The teamwork between several nutrients creates the dense living tissue called bone. Collagen binds two minerals—vitamin C and copper–together. More than calcium. But, as we all know, calcium is highly important to make strong bones. But, then, so is phosphorus and magnesium.
Phosphorus and magnesium are both little known, but very commonly-occurring minerals in the body. Calcium is vital because it’s also required for muscle contraction. If your system is low on calcium, your bones will lose their calcium to supply it to the muscles.
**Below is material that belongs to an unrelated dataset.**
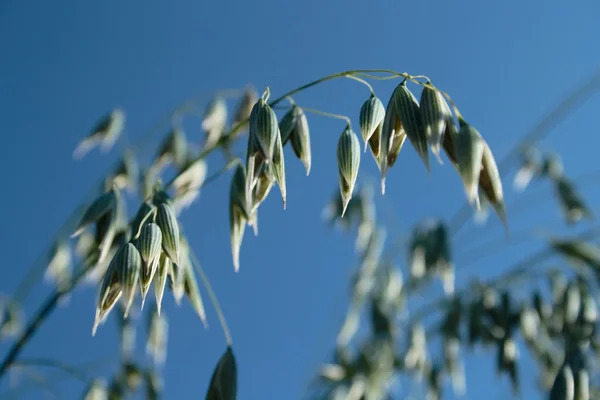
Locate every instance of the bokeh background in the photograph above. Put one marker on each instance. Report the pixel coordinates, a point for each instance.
(65, 63)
However, a healthy diet will nourish your whole body as well as your bones. To get enough calcium into your body, eat low-fat dairy products, fish and dark green leafy vegetables. Collagen will form from foods rich in copper and vitamin C, so eat seafood, nuts, grains, organ meats, citrus fruits, bell peppers and strawberries.
Then, be sure to eat protein-rich foods to get phosphorus such as steak, fish, nuts, seeds, and beans. Add beans, spinach, oysters and…..get this….dark chocolate… (yes!) to your diet to get magnesium into your body. Remember it takes more than just calcium to make those bones healthy.
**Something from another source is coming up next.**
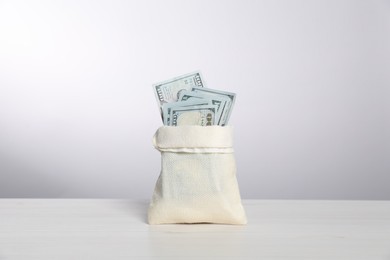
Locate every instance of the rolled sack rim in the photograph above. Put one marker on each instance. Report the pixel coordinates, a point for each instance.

Strength training–weight lifting, lunges, and push-ups—which, by putting stress on bones, builds them up. Exercises such as walking, jogging, running and jumping also put that same type of “positive” stress on the bones to make them denser and stronger.
So, there is a lot more to strong bones than just calcium. And a lot more than calcium to make strong bones. But it’s not really “rocket science.” Mostly, just planning varied and nutritious low-fat eating. And doing some old-fashioned, common sense exercise. Eat right, exercise, and bone up.